選択肢① 入浴日は決まっているので、ルールを守って今日入ってもらう。

選択肢② 了承して、明日のスタッフに任せることにする。

カイアル
カイアル

選択肢①は、スタッフ側を優先している印象で、
選択肢②は、利用者側を優先している印象を受けるね。

ルリ
ルリ

だけど、どっちの選択肢も間違ってないように思えますね。
判断が難しい…

選択肢①であれば、もしAさんだけが入浴日を気分で選べるようになると、他利用者から苦情がくる可能性があります。
翌日の入浴者数が多かったり、人員が少なかったりしたら、スタッフの負担も大きくなります。
そのような理由から、その日に入浴してもらうのも合理性があります。
どちらかといえば、施設側、スタッフ側のことを考えた選択になります。

選択肢②であれば、Aさんの気持ちを尊重した判断であると言えます。
もしかしたらAさんは体調が優れないかもしれません。
元気だったとしても、その日に無理に入浴してもらおうとしたら、Aさんを不穏にさせてしまう可能性もあります。

どちらの選択肢にも正当性はありますね。

もちろん他の選択肢もあると思いますが、いずれにしても何かしらの判断を下さなくてはなりません。

どのような基準にもとづいて決めるべきでしょうか?

3. ケア方針を決めるときに最も大切なこと

ケア方針や業務内容を決めるうえで最も重要なことは、「バランス指針」をあらかじめ決めておくことです。

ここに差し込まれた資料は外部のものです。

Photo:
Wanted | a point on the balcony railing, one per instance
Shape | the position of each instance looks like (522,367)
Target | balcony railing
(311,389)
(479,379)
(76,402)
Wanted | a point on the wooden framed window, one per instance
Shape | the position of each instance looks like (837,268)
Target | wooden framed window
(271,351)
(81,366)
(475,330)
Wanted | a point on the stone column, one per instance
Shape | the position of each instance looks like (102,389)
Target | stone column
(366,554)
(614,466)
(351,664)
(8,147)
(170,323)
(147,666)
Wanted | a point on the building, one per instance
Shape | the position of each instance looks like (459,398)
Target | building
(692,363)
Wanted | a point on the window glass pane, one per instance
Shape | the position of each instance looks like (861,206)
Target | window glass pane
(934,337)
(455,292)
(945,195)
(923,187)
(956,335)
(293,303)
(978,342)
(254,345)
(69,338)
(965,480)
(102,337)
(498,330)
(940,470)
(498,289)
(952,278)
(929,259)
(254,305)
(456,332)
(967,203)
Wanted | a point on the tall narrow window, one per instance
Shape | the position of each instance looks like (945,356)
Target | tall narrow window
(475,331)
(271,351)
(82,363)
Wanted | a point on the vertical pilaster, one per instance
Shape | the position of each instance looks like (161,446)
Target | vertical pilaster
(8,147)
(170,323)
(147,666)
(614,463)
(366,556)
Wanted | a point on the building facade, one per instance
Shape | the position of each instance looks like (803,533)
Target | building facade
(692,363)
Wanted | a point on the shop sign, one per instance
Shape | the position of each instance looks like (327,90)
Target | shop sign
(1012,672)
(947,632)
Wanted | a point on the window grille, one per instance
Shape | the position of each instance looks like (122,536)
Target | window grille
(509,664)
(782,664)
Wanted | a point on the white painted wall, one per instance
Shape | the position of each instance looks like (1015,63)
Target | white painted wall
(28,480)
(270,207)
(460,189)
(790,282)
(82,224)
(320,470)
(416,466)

「バランス指針」とは ”「利用者側」と「スタッフ側」の力の比率” のことです。

これだけだと分かりにくいので、具体的に説明します。

通常、利用者へのケアの質を上げようとすれば、スタッフの負担が大きくなります。
例えば、施設で利用者の入浴日を、週2回 → 週3回に増やせば、その分の人員を増やす必要ができ、スタッフ側の負担が増します。
これは「利用者側」に力が寄った選択です。

反対に、入浴日を、週3回 → 週2回に減らせば、その分の人員が浮いて、スタッフの負担が軽減されます。
もちろん軽減された分だけ他の業務に力を入れられると思うので、一概にトータルのケアの質が落ちるとは言えませんが、入浴に限って言えばそれまでの週3回という質の維持ができなくなります。
これは「スタッフ側」に力が寄った選択です。

この「利用者側」と「スタッフ側」の力のバランスをどこに設定するかをあらかじめ決める、それが「バランス指針」となります。

力の配分例とそのイメージ
利用者側:スタッフ側=9:1 …… 利用者家族の意思を尊重し手厚いケアを行うが、スタッフの負担も大き
利用者側:スタッフ側=7:3 …… できるだけ利用者家族の意思を尊重するが、スタッフの負担もある程度考慮
利用者側:スタッフ側=3:7 …… 利用者家族の意思をある程度考慮するが、規則が厳しく融通も利きづらい

上記のように数字化しておくとイメージしやすいです。
ちなみにカイアルは、利用者:スタッフ=7:3、程度の比率で伝えています。
できるだけ利用者に重きをおきながらも、スタッフが疲れすぎず介護の仕事を楽しめるようにとの思いから、この比率にしています。

ルリ
ルリ

要は、利用者優位かスタッフ優位か、施設として決めとけってこと??

カイアル
カイアル

ざっくりで乱暴だけど、そうだね😓

実際には、さまざまな要因から判断して、ケア内容や業務内容を決めていくことになると思います。
その前段階の土台として、「バランス指針」をハッキリさせておくことは大切です。
実体験の話にはなりますが、驚くほど効果があります。

力の比率をあらかじめ決めて周知しておくと、それを前提とした意見が出てくるので、スタッフ間での対立も起こりにくいです。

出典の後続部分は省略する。